Le sens du sacré, ce besoin qu’éprouve l’être humain de se sentir relié à un monde supérieur, le monde divin dans lequel il a son origine, est inscrit dans sa structure même. On peut essayer de le nier, de le combattre, d’en extirper les racines, et pendant un moment il arrive même qu’on y réussisse. Mais ces succès ne durent pas, et tôt ou tard on est aussi obligé de constater tous les dégâts qu’une telle entreprise a produits, non seulement sur les individus, mais aussi dans les sociétés. »

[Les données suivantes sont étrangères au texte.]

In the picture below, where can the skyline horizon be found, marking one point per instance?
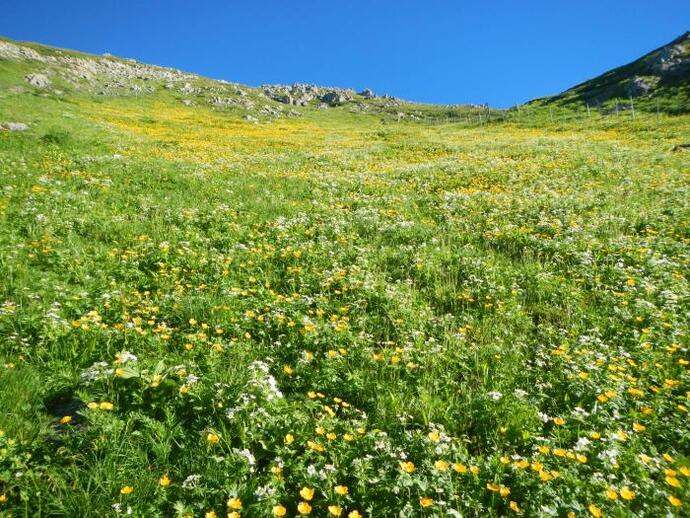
(469, 66)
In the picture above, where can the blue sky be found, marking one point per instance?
(500, 52)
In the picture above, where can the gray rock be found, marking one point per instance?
(285, 99)
(37, 80)
(14, 126)
(333, 98)
(637, 87)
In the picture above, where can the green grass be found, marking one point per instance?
(508, 297)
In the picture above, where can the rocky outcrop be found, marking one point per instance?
(38, 80)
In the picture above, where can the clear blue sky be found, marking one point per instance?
(500, 52)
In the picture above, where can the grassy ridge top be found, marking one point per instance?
(341, 313)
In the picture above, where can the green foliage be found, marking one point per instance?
(449, 317)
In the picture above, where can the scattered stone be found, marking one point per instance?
(333, 98)
(14, 126)
(637, 87)
(38, 80)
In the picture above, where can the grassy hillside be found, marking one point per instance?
(341, 313)
(658, 81)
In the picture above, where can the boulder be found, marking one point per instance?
(38, 80)
(637, 87)
(333, 98)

Le Bonheur véritable est un bonheur sans cause


 "Quelqu’un dit : « Je suis heureux, parce que… » Eh bien, le seul fait de donner une cause à son bonheur prouve qu’il ne possède pas le bonheur véritable ! Car le véritable bonheur est un bonheur sans cause. Oui, vous êtes heureux et vous ne savez même pas pourquoi. Vous trouvez qu’il est merveilleux de vivre, de respirer, de manger, de parler, de marcher… Rien ne vous est arrivé, ni succès, ni cadeaux, ni héritage, ni un nouvel amour… Ce qui vous rend heureux, c’est (oui, car il y a quand même une raison) cette sensation que quelque chose venu d’en haut s’ajoute à tout ce que vous faites, un élément spirituel qui ne dépend même pas de vous… Comme une eau qui coule du Ciel et qui vous traverse.

Pour la majorité des humains le bonheur est lié à des possessions : des maisons, de l’argent, des décorations, la gloire… ou bien un mari, une femme, des enfants. Non, le vrai bonheur ne dépend d’aucun objet, d’aucune possession, d’aucun être ; il vient d’en haut et vous êtes étonné de découvrir en vous-même, sans arrêt, cet état de conscience supérieur. Vous vous réjouissez et vous ne savez même pas pourquoi. Voilà le vrai bonheur."